I won't claim to know anything about non animal-based farming. My educational background is animal science and behavior, not tillage or crop rotation. I could probably research the author's claims on nitrogen further (or you could do it for me), but I really just want to comment on the animal stuff.
It seems that turkeys, at least young ones, are not smart enough to come in out of the rain, and will stand outside in a downpour, with beaks open and eyes skyward, until they drown. One night Niemann lost 4,000 turkeys to drowning, along with his dream, and his farmNow, I won't flat out state that the author is making this up. I will say that this myth of turkeys drowning in the rain is just that, a falsehood. There isn't much empirical evidence to suggest turkeys drown in the rain. As a survival strategy, it would not be prudent. That is not to say young, impressionable, curious animals who lack group socialization don't do inappropriate things. Most turkey poults are born in incubators and never know the warmth of a mother's wing or the learned knowledge of the world. When they are presented with a new stimulus, such as rain, they may be baffled. Most likely they will run for shelter. At the sanctuary, in its 20 years of existence, we have not seen turkeys, wild or domestic, try to act out Ophelia's last moments, turkey style. It has little to do with intelligence.

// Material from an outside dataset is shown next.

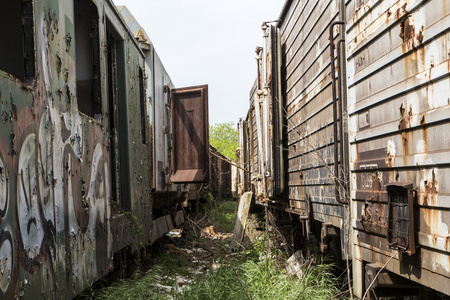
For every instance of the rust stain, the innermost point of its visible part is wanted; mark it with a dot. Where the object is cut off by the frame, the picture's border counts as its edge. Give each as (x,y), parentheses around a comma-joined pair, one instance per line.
(390,154)
(430,189)
(405,119)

Next comes the insult to porcines that, given the chance to act normally in a free-range/non-cage setting, mother sows just cannot help but to crush their piglets and eat them:
Which included lying down on my 4-H project, killing several piglets, and forcing me to clean up the mess when I did my chores before school. The crates protect the piglets from their mothers. Farmers do not cage their hogs because of sadism, but because dead pigs are a drag on the profit margin, and because being crushed by your mother really is an awful way to go. As is being eaten by your mother, which I've seen sows do to newborn pigs as well.Piglets are crushed no matter the housing. Yes, on average, free-range systems can have a higher piglet mortality rate due to crushing (not always). Let's be fair, - humans bred pigs to be big and have large litters. An average sow weighs between 500-700 lbs and births 13-20 piglets. This is entirely unnatural and increases the risk of crushing. Some sows are sleepers, spending 11 out of a 12 hour period sleeping versus moving around, sleepers do not kill as many piglets. The type of flooring used can increase restlessness and thus increase piglet crushing, no matter the housing system. The 4-H sow mentioned above may have had reacted differently on different flooring or, had she been a snoozer instead of restless, the results might have been different.
Sows rarely eat their newborn pigs. The rate of infanticide is low and is actually higher in caged systems than in free-range systems. Frustration may increase aggression and infanticide. Mothers have been known to kill unhealthy young as well.
Yes, being crushed is an awful way to go. It isn't any worse than what is in store for piglets who survive - they are weaned early (stressful), housed with unknown pigs (stressful and dangerous), confined on concrete, transported through all weather conditions, and then brutally slaughtered. It isn't worse than spending 3-5 years in a cage so small that turning is impossible.
The author is right about one thing; caging sows saves money. It saves on feed since the sow isn't moving around wasting calories. It means more piglets to become fattened for slaughter. It means more animals be confined in one space, saving money on land. The bottom line is always money, money, money. Animal welfare and environmental stewardship becomes less of a priority when profit margins surface.